Now the list of authors in my Amazon Wish List looks a little different: Maya Angelou, Gabriel Garcia Marquez, Kazuo Ishiguro, Hilary Mantel, Jhumpa Lahiri, David McCullough, Herta Muller, and Ta-Nehisi Coates. I have to be intentional about this; it’s not what I’m prone to do (none of these books have dinosaurs in them). But if God is calling us to love and care for one another, wouldn’t it help to try and understand one another?

Naturally, the subjects diversified too: fiction, hard sciences, economics, memoir, history, and biographies of some of the greatest politicians, composers, coaches, and missionaries. There’s even a biography of Margaret Thatcher.

Read Well

This is the other key component. Let’s be honest, there’s a lot of crap out there. Bookstores may be facing extinction but thanks to places like Amazon, books aren’t going anywhere soon (and praise God for this!). Everyone with a whim and a prayer is releasing an e-book. But that means we need to be discerning about what we read. We have limited time and limited resources. Why wouldn’t we want to read the best?

Here’s what I did. I added to the list every book that has won the Pulitzer Prize in Fiction since it was a category (I’m definitely a bigger fan of fiction than non) and every book that won the Non-Fiction prize for about the last 20 years (science changes, historical data grows, stuff like that; a book on medicine from 1950 my be fascinating on one level, but maybe things are a little different now). I then added the Book of the Year Award, the Man Booker Prize, and the best work (according to the critics) of every winner of the Nobel Prize for Literature.

It’s a long list.

And I’m never going to get through it. Every year I’ll add a couple more books to the list and I’m not going to be able to knock everything else off as I go. I’m definitely going to try, though.

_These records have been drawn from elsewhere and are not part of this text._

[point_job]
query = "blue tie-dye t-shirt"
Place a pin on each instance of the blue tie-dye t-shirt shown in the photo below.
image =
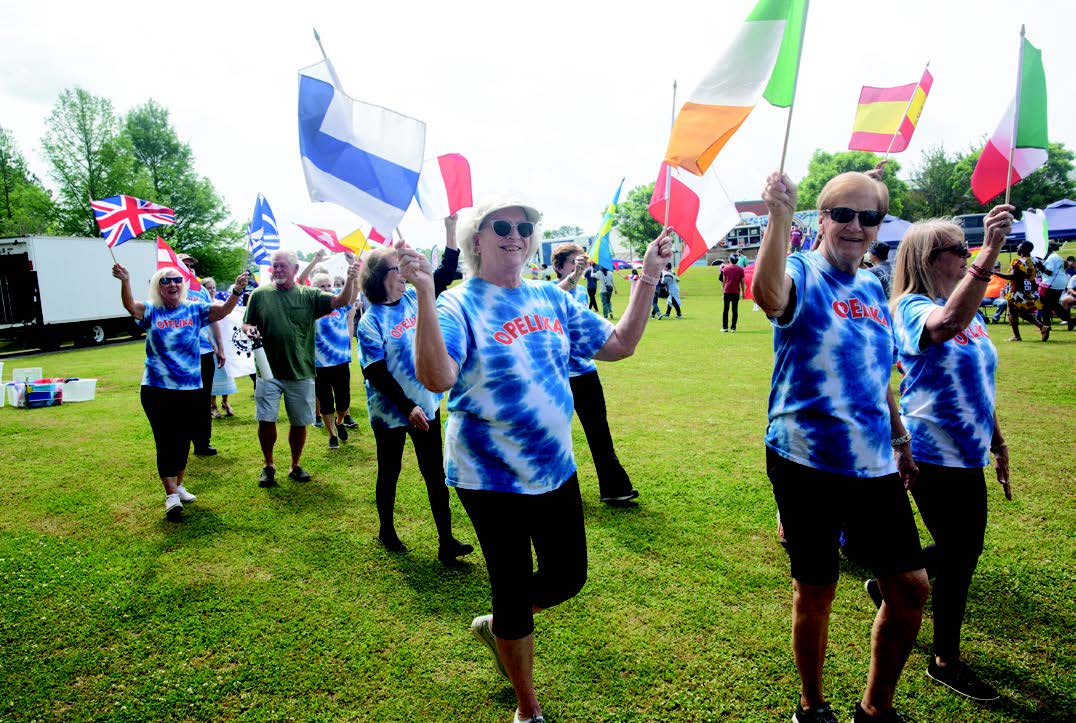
(386, 331)
(832, 366)
(947, 394)
(509, 425)
(204, 345)
(577, 366)
(172, 359)
(331, 340)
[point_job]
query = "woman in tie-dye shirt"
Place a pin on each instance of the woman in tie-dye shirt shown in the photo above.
(834, 430)
(947, 403)
(501, 348)
(172, 382)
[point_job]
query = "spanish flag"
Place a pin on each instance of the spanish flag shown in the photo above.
(762, 61)
(887, 117)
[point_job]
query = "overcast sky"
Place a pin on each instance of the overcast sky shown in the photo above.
(556, 100)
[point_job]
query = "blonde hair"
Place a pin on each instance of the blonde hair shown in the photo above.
(914, 269)
(471, 224)
(154, 294)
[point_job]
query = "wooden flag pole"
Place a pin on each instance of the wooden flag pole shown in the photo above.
(906, 109)
(788, 125)
(1016, 117)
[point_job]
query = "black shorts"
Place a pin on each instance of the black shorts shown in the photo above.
(816, 507)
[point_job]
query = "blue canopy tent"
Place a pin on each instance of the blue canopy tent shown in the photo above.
(1060, 222)
(892, 230)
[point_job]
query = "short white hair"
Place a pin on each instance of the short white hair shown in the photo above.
(472, 223)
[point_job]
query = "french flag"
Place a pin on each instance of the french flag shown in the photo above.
(699, 211)
(443, 186)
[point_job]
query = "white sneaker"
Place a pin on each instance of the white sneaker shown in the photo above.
(173, 508)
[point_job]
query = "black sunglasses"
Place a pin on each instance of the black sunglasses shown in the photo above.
(958, 249)
(845, 215)
(503, 228)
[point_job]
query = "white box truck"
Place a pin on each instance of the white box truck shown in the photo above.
(59, 288)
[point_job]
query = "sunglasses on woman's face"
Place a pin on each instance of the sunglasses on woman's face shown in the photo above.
(845, 215)
(503, 228)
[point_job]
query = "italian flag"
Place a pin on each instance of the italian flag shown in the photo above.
(1030, 145)
(761, 61)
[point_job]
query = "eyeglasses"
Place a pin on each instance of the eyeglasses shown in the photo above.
(958, 249)
(503, 228)
(845, 215)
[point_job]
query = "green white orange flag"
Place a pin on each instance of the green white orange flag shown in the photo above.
(762, 61)
(1030, 144)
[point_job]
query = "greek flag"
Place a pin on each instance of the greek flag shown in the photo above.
(262, 234)
(360, 156)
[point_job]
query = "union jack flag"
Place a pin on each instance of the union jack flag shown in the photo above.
(123, 217)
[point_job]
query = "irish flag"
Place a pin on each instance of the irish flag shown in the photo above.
(1029, 145)
(762, 61)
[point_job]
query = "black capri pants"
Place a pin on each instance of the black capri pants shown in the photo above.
(333, 387)
(173, 416)
(506, 525)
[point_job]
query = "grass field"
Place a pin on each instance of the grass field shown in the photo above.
(280, 605)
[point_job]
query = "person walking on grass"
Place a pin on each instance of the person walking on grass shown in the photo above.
(947, 403)
(496, 343)
(282, 314)
(837, 453)
(171, 391)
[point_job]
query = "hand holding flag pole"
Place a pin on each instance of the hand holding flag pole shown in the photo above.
(1016, 118)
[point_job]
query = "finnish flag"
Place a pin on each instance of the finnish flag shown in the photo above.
(357, 155)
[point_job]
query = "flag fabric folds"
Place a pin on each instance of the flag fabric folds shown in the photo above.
(262, 235)
(699, 211)
(123, 217)
(357, 155)
(325, 237)
(444, 186)
(602, 251)
(762, 60)
(889, 116)
(167, 258)
(1030, 146)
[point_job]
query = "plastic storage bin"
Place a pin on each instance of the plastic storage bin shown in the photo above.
(80, 390)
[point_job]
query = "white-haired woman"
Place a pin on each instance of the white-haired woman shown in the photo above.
(501, 348)
(398, 405)
(837, 454)
(947, 403)
(171, 382)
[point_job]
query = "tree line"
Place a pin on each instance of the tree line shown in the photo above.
(94, 153)
(939, 186)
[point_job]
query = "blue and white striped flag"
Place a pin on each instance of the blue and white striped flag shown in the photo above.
(262, 234)
(363, 157)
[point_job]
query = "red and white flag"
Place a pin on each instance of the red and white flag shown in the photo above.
(167, 258)
(443, 186)
(701, 211)
(326, 237)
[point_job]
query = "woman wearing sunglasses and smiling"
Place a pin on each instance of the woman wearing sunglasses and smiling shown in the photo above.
(501, 348)
(172, 383)
(837, 454)
(947, 403)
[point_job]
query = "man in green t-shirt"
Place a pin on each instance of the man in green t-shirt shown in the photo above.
(283, 315)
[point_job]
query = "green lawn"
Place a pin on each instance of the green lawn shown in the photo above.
(280, 605)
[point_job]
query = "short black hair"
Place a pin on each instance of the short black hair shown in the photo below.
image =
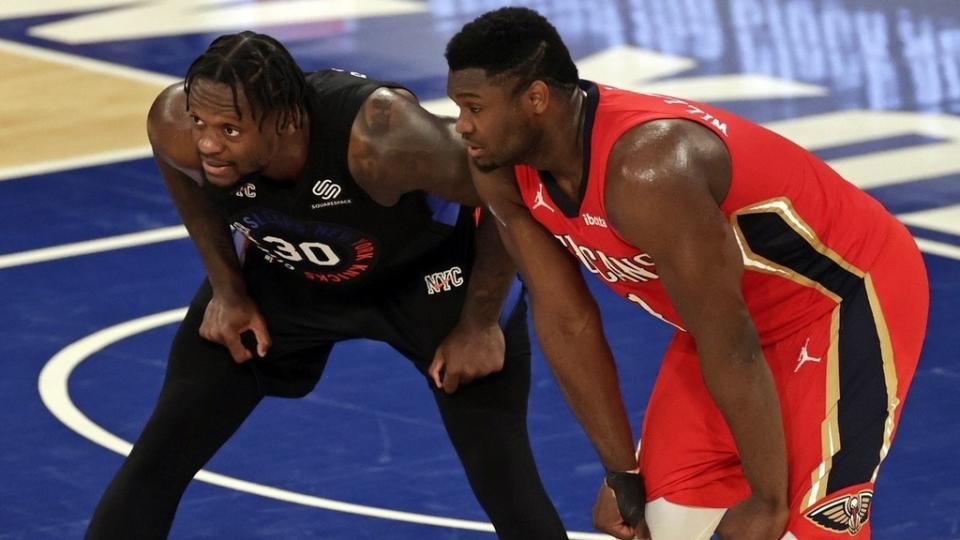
(262, 66)
(514, 42)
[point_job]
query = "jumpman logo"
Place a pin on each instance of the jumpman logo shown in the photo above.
(805, 356)
(538, 200)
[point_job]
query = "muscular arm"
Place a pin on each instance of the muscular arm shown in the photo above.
(231, 311)
(664, 181)
(567, 322)
(397, 147)
(169, 134)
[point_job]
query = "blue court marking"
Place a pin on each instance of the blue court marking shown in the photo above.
(370, 433)
(923, 195)
(879, 145)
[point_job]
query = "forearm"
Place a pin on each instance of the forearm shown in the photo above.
(492, 274)
(584, 368)
(742, 387)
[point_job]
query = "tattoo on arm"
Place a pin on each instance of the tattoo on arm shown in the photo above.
(375, 120)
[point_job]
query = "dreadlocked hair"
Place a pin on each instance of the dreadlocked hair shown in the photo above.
(262, 67)
(514, 42)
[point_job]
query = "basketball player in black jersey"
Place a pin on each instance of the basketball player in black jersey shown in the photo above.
(343, 196)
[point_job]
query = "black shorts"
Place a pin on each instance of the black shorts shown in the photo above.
(413, 314)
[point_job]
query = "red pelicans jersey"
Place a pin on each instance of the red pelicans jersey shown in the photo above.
(807, 236)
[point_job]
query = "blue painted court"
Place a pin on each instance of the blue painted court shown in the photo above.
(94, 267)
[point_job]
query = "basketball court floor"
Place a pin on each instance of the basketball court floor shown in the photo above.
(95, 269)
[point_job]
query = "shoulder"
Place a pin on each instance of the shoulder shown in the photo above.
(386, 108)
(660, 170)
(663, 158)
(168, 128)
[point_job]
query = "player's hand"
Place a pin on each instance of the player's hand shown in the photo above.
(227, 318)
(754, 519)
(467, 353)
(618, 510)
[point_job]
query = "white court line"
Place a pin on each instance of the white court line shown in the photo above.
(938, 248)
(53, 385)
(93, 246)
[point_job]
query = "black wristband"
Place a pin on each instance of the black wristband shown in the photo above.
(630, 493)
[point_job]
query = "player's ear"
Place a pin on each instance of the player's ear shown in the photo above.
(537, 96)
(293, 121)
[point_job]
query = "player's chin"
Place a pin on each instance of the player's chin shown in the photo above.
(486, 165)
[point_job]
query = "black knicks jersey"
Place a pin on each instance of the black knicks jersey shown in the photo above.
(325, 229)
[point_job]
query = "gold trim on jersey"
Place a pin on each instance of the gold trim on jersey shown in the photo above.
(889, 371)
(784, 208)
(830, 427)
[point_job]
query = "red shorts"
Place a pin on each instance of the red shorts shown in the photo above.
(841, 382)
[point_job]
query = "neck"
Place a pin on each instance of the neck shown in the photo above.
(561, 151)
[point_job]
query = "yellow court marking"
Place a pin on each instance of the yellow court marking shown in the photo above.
(54, 110)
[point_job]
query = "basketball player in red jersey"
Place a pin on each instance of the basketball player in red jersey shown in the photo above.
(800, 303)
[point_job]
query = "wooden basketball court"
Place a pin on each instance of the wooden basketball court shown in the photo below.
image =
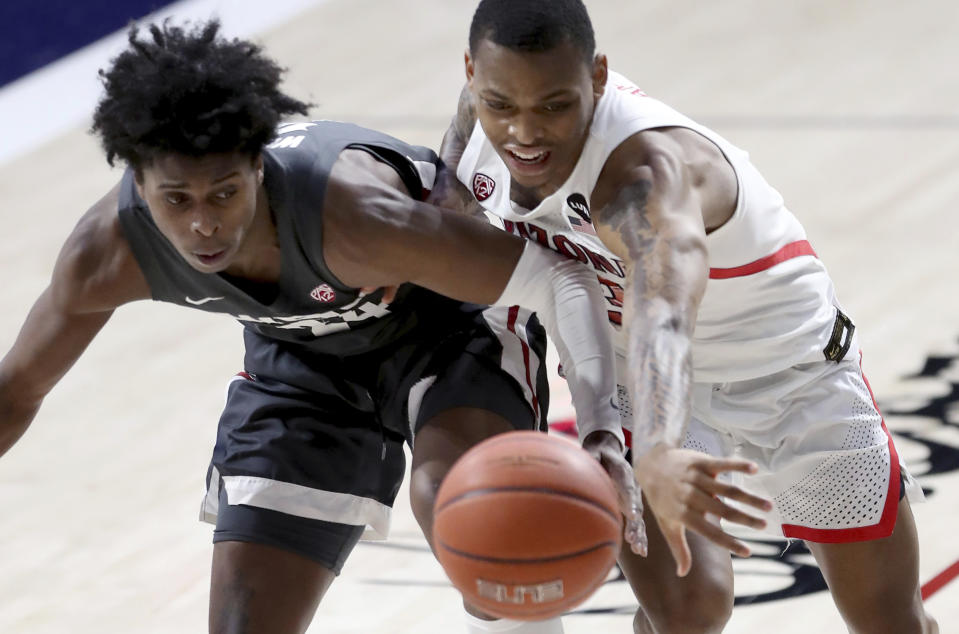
(850, 109)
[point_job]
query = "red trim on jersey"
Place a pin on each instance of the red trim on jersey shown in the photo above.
(511, 324)
(887, 521)
(788, 252)
(938, 582)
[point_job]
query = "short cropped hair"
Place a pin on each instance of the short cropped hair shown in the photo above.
(189, 91)
(533, 25)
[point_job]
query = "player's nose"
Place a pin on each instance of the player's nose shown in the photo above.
(205, 222)
(525, 129)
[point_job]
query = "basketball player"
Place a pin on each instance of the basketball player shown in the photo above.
(215, 212)
(727, 318)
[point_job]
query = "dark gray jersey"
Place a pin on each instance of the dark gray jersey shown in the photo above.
(310, 306)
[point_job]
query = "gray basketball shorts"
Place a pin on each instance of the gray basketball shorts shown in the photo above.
(309, 450)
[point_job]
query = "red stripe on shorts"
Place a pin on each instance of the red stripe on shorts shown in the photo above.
(788, 252)
(511, 324)
(887, 521)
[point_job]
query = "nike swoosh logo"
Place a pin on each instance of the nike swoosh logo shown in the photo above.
(200, 302)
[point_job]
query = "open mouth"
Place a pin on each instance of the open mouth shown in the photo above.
(529, 158)
(210, 258)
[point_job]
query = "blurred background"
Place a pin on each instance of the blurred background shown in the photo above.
(850, 109)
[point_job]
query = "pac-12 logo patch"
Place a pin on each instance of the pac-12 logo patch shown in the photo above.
(323, 293)
(577, 202)
(483, 186)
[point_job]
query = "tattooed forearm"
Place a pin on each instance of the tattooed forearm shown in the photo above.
(663, 287)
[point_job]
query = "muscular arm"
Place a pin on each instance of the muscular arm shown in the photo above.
(374, 234)
(654, 222)
(95, 273)
(656, 196)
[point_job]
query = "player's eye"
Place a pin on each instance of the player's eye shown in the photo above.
(557, 107)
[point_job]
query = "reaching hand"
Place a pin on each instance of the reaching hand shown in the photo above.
(681, 489)
(606, 448)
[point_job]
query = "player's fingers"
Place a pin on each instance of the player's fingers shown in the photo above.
(622, 476)
(709, 504)
(725, 490)
(635, 536)
(712, 532)
(716, 466)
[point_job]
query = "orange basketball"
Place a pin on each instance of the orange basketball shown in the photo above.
(526, 525)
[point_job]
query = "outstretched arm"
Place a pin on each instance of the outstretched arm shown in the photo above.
(376, 235)
(95, 272)
(653, 219)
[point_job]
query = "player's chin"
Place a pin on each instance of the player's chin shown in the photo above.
(210, 262)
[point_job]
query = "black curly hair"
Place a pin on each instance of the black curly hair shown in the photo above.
(191, 92)
(533, 25)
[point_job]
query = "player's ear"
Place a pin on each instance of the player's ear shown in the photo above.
(600, 74)
(258, 167)
(469, 67)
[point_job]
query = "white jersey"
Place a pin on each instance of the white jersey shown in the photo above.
(769, 303)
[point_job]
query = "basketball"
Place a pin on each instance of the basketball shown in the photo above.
(526, 525)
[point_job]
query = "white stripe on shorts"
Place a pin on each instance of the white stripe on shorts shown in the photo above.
(522, 367)
(301, 501)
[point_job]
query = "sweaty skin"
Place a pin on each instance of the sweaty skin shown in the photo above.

I encourage you to do the same thing. Reading is a dying skill. Movies and tablets (for crying out loud, buy hard copies of these books and build your own personal library) dominate the entertainment world. I’m not gonna lie, I love a good TV show and I think I’ll openly weep when I finally see the new Star Wars (tomorrow night!). But reading pries the imagination open, builds stories that could never be replicated on a screen, and helps you know which “their” to use in your status updates. Read the best that the world has produced. Read the people you vehemently disagree with (but make sure they’re intelligent about it. Sorry Bill O’Reilly.) and read the people who inspire you.

Read. Start small if you have to. Don’t try and read a new book every day. Heck, you might not read a new book every month! But as you think through New Year’s Resolutions and pick through “Best of” lists, I encourage you to Read Widely, and Read Well. You may find that you enjoy it (especially if you go back to a book about dinosaurs once in a while)!

Marcos Ortega

Marcos Ortega (MDiv, Westminster Theological Seminary) is an Assistant Pastor at Goodwill Church (Evangelical Presbyterian Church) and lives in the Hudson River Valley in New York with his wife and two daughters.